Сколько сразу вопросов, а ведь надо отвечать. Она ждет. Позвонил ли он к ее детям? И это ей надо услышать, чтобы успокоить свое неспокойное сердце. Как она плохо сейчас выглядит. Трясется вся. Руки у нее ходуном ходят. У Матвея, даже сердце сжимается с болью, от жалости к ней. Но ведь кто он ей… Случайный человек всего, который вчера сжалился над этими пожилыми, подвез их до их дома. А так? Он же теперь, ей ничем не может помочь. Разве только, своим присутствием? Но, а что это ей даст? Веру? Что не одна она. Да, конечно. Он, и правда,это осознает. Он ей сейчас, как локомотив, видимо. Понятно, она и тянется к нему, как какое спасение.
Уважаемый, видно, был человек, Иван Александрович. Людей возле его дома стало больше. Тело его еще не принесли из бани, но мужики, во дворе, уже для него смастерили гроб, набили, откуда они взяли, его соломой, настелили белую простыню, и прикнопили еще с гвоздочками, кнопочками, ждут только, когда его из бани принесут. К тому же, и небо стал хмурится. Вроде и не было над деревней этих облаков, но откуда – то они все же приплыли? Будто, как ниоткуда. Да еще вдали в придачу, заискрило молнией, а затем как загрохочет. И это конец августа. Абсурд! Все вздрагивают от этого оглушительного грома, но дождя еще нет. Мужики, стоящие недалеко от крыльца, уже вовсе, перебивая друг – друга, комментируют этот случай с громом.
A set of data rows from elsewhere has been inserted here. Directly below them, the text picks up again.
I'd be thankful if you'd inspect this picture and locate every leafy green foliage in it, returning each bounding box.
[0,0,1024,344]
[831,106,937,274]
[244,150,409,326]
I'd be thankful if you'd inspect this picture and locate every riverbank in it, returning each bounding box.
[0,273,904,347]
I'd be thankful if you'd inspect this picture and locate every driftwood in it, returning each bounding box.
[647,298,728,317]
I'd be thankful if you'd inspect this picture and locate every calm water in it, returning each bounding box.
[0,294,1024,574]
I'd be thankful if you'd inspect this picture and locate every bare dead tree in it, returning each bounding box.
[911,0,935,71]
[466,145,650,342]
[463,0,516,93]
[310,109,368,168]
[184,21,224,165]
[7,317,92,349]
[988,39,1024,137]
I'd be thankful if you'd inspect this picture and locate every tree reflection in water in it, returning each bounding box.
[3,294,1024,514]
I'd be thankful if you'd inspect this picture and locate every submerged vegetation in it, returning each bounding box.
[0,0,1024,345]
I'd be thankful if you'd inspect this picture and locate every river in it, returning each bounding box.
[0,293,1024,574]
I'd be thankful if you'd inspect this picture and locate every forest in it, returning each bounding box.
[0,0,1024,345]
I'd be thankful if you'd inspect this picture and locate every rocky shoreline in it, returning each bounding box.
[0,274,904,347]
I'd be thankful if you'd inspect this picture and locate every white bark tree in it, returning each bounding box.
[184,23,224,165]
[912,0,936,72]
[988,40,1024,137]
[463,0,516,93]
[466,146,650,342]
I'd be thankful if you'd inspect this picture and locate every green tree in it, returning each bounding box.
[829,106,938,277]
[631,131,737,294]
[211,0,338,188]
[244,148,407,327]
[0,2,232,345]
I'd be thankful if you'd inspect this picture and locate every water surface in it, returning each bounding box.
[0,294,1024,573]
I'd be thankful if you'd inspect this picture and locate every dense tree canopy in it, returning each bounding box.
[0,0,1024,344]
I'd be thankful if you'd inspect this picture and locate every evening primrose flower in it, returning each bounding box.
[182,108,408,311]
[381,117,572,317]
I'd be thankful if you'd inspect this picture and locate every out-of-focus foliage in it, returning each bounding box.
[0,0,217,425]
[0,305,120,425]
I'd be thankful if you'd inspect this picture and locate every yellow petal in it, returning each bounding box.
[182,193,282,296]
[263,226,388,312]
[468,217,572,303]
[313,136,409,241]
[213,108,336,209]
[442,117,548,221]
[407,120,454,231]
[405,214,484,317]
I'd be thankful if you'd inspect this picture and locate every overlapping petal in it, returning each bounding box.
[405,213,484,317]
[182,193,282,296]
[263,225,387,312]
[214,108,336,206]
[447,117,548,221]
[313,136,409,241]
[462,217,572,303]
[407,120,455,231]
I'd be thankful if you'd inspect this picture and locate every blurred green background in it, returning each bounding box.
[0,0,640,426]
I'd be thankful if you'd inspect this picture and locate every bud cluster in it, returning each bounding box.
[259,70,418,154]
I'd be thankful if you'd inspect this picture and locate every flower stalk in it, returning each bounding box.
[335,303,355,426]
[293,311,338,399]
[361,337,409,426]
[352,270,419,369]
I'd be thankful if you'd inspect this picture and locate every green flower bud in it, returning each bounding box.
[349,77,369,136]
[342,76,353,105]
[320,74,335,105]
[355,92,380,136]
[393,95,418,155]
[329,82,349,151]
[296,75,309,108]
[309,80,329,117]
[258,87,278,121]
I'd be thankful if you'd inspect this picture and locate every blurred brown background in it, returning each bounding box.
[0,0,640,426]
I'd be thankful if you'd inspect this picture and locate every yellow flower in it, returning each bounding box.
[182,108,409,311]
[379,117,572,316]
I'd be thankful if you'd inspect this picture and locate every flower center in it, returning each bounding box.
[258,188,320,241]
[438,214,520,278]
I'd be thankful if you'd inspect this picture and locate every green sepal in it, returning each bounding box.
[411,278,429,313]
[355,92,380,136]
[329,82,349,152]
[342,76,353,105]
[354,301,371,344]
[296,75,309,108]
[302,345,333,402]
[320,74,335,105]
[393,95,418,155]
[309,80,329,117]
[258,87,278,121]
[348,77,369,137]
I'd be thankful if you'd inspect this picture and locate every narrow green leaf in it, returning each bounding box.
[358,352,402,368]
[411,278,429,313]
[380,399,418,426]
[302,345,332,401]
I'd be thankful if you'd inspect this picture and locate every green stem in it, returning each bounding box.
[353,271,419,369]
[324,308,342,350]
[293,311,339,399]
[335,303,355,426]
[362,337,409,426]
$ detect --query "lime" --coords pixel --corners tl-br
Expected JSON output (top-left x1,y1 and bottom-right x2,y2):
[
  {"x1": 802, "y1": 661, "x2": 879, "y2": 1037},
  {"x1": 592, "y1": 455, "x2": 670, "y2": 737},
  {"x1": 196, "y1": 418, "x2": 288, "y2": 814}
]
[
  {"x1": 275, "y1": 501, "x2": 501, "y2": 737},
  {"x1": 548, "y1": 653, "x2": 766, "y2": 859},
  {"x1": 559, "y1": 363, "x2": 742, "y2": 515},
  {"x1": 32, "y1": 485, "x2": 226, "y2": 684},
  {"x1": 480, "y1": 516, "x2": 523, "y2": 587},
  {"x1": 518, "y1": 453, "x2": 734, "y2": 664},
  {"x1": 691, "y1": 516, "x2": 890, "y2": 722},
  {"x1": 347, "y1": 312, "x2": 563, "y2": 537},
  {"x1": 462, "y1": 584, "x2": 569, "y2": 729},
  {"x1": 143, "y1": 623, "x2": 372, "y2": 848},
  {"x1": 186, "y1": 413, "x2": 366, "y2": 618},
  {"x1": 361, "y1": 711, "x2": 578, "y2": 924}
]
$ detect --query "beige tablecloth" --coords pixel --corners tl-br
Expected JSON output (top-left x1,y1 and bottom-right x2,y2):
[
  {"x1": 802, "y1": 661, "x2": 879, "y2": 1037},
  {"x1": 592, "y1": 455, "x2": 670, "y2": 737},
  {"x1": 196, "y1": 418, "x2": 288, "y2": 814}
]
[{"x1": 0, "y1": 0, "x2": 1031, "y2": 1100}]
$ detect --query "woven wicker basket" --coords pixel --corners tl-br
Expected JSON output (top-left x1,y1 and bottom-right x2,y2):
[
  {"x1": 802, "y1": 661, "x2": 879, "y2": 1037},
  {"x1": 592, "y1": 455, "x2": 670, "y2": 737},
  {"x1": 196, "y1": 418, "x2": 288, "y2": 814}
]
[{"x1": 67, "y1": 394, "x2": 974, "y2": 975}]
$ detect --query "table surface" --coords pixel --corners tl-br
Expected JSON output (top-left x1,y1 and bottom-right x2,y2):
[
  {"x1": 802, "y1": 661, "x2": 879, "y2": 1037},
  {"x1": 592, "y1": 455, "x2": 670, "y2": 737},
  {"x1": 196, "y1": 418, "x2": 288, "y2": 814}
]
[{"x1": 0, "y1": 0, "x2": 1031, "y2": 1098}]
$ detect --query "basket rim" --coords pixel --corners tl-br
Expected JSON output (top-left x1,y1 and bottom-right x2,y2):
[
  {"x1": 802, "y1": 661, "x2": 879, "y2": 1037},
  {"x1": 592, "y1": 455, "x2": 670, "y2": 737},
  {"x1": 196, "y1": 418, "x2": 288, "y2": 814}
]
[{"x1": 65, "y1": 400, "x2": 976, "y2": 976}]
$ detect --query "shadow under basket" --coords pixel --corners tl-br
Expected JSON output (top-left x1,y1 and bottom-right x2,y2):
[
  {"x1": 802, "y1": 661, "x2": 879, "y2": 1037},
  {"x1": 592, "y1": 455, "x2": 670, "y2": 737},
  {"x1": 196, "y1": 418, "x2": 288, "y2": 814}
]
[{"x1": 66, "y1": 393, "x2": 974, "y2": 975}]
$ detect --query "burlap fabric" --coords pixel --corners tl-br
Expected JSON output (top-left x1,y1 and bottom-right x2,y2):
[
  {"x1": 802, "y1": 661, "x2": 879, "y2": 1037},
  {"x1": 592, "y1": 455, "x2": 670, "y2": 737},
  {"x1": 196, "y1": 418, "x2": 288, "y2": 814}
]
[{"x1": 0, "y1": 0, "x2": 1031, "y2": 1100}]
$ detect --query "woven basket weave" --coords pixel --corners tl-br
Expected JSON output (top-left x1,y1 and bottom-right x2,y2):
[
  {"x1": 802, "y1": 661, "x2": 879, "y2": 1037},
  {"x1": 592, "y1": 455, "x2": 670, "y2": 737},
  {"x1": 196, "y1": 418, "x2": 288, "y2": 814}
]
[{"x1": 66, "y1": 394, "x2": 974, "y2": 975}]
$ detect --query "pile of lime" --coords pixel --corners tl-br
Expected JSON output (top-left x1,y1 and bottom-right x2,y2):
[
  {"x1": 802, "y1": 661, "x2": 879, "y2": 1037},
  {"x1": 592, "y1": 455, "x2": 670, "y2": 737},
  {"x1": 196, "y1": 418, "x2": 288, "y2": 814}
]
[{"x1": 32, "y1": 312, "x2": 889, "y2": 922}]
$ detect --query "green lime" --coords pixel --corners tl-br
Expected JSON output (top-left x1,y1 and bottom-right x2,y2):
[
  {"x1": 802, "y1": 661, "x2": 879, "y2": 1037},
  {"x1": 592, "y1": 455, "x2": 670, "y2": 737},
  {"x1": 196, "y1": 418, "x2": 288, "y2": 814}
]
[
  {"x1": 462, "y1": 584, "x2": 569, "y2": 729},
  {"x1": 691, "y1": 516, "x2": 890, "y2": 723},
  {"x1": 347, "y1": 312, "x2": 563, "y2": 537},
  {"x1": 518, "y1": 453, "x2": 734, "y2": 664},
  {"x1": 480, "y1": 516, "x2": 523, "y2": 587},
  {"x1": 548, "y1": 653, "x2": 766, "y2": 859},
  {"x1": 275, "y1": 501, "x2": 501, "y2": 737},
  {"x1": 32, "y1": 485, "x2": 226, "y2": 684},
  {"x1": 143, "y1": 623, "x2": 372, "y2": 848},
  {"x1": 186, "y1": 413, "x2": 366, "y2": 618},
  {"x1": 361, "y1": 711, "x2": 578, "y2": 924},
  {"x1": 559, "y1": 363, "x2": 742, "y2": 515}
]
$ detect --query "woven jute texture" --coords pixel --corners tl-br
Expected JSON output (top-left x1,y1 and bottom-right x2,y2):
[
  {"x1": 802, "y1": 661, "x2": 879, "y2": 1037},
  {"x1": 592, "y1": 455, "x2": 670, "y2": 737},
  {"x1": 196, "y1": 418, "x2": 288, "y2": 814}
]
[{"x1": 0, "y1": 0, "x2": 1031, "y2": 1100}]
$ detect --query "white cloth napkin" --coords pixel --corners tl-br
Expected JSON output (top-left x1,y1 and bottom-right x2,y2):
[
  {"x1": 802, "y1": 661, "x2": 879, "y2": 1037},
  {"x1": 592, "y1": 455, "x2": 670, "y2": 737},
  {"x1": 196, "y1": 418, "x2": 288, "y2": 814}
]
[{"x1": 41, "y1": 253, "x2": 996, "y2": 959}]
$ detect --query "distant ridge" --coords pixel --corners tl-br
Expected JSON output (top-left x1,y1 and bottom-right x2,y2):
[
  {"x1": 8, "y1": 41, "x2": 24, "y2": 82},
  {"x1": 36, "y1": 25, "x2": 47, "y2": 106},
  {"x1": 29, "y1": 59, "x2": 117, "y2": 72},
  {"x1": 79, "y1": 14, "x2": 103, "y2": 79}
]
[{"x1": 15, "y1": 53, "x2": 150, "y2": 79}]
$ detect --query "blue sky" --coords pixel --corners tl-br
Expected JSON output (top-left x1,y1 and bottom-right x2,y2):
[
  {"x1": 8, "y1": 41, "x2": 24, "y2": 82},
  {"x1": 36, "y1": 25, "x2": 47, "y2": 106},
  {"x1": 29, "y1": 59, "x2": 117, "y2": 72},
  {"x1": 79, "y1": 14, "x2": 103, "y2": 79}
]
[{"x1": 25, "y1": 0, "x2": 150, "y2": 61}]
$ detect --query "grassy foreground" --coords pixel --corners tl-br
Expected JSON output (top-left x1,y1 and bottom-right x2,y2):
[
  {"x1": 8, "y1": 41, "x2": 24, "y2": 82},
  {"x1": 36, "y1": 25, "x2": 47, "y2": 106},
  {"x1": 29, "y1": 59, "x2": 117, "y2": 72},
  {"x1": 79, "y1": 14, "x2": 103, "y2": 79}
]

– Да – а! Это так всегда бывает, когда хороший человек представляется в иной мир.
Видимо, и правда. Матвей не даст себе соврать. И с ним такое в прошлом году произошло, когда он после долгого отсутствия, выбрал время, сходил на кладбище, к своим родителям. Тогда он помнит, сидел возле могилы своей матери, просил у нее прощения, что долго он не приходил к ней.
– Как мне, мама, узнать, что ты меня простила? – шептал он над ее могилой.
Потом он уехал домой, а к вечеру, когда он стоял у открытого окна балкона, курил, вдруг ни с того, ни с чего, загрохотало громом, а через секунду полило в землю дождем. Поверить такое было нельзя, но факт, куда от него денешься. Никто не ожидал, что грянет гром. Чистое было небо, а через некоторое время все почернело, так неожиданно, быстро, что никто не мог ожидать такого явления. Поверил тогда Матвей, мама его простила, потому известила ему этим громовым дождем.
Скажут, мистика. Может и так. Мы ведь только предполагаем, а бог, тот, который находится в душе у каждого, располагает, наводит нас до истины.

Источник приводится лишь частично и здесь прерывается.